Anyway, such is my reading of this upside-down poem.

I wrote a long blah blah blah in response. Shorter version is: I agree with you. Natural objects are preferable to human ones. Question is: why? how? I don't know how one can write eroticism--the pastoral and Ovidian erotics of the hunt--out of Marvell's substitutions. Long version has to do with georgic as the genre of motivity, pastoral of quiescence, Marvellian allegory as committed to a horizontalizing of the relationship between (human) tenor and (non-human) vehicle. See? Blah, blah, blah.

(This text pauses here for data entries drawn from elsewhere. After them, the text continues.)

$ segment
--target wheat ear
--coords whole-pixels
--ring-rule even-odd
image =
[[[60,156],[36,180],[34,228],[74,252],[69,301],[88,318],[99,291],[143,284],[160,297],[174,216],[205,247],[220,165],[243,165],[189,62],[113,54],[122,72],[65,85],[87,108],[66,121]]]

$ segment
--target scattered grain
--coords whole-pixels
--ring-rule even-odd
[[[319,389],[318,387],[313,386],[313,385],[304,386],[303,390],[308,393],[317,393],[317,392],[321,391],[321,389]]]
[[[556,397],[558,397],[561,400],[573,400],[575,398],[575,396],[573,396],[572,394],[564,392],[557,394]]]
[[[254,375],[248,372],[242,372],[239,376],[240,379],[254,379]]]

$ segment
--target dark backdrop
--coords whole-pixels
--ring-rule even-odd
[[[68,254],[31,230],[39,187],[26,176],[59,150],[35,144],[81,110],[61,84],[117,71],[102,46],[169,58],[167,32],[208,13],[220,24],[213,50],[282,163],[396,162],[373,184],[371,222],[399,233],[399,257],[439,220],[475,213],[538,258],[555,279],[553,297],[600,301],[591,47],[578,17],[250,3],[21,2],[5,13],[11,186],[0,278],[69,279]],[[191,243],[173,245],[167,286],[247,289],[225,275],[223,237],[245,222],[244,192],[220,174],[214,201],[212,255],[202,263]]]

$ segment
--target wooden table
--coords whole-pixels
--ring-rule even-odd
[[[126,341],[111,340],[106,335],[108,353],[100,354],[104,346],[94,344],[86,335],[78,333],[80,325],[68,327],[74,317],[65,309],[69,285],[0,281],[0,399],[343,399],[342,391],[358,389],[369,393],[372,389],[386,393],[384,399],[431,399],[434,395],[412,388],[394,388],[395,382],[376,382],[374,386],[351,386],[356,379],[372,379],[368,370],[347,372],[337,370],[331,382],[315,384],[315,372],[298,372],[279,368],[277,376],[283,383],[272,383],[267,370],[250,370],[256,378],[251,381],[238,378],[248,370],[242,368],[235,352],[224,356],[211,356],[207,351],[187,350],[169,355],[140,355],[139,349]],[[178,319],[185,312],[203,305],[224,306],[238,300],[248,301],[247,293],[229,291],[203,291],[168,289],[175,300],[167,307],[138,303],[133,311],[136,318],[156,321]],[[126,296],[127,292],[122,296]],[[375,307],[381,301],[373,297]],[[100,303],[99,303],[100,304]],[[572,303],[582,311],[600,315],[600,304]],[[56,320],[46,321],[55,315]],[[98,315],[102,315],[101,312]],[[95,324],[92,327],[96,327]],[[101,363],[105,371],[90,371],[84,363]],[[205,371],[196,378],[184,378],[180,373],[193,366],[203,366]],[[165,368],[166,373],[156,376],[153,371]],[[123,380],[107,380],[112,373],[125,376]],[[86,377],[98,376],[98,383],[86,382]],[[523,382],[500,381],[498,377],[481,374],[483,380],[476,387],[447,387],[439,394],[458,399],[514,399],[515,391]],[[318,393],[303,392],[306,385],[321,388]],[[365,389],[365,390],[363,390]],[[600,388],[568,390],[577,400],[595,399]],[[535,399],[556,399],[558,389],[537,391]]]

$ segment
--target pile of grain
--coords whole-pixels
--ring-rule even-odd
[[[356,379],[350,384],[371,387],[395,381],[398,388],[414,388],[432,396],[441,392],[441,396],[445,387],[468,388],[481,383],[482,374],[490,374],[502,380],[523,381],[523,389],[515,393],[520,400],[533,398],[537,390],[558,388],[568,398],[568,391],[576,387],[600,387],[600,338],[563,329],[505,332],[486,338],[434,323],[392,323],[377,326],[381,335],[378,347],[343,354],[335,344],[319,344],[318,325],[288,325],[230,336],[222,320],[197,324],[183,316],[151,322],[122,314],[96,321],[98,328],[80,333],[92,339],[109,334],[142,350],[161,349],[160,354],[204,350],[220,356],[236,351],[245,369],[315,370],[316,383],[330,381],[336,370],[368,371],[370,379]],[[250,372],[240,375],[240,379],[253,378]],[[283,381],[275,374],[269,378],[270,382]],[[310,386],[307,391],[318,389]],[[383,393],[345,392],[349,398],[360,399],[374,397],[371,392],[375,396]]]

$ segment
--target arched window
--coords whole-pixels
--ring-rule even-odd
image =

But see, I still think you're resisting the spirit of the thing! You're wanting sex to be The Thing, primary. If he falls on the grass, it's really sex. But Marvell's whole deal is about turning that worldview upside down. Sex is off yonder and it's no damn good. Right here where it's green you get all the sensual delight (and even play!) you could possibly ask for. Part of his point is that not all amorous delight has to come out as sex.

For sure you know Žižek's joke about how somebody was telling him that if he (Žižek) didn't want to share his Chinese food at a restaurant, that was because he didn't want to share his lover's body with other people. Žižek wanted to know why it cdn't be understood the other way on: He doesn't wanna share the lover's body because he doesn't wanna share the Chinese food.

Same kinda reversal going on in Marvell. *You would think* the garden is just a consolation prize, but it is The Thing. Sex is the pale substitute.

(Wait, is this one of those deals where we're both saying the same thing, and I'm just being dense?)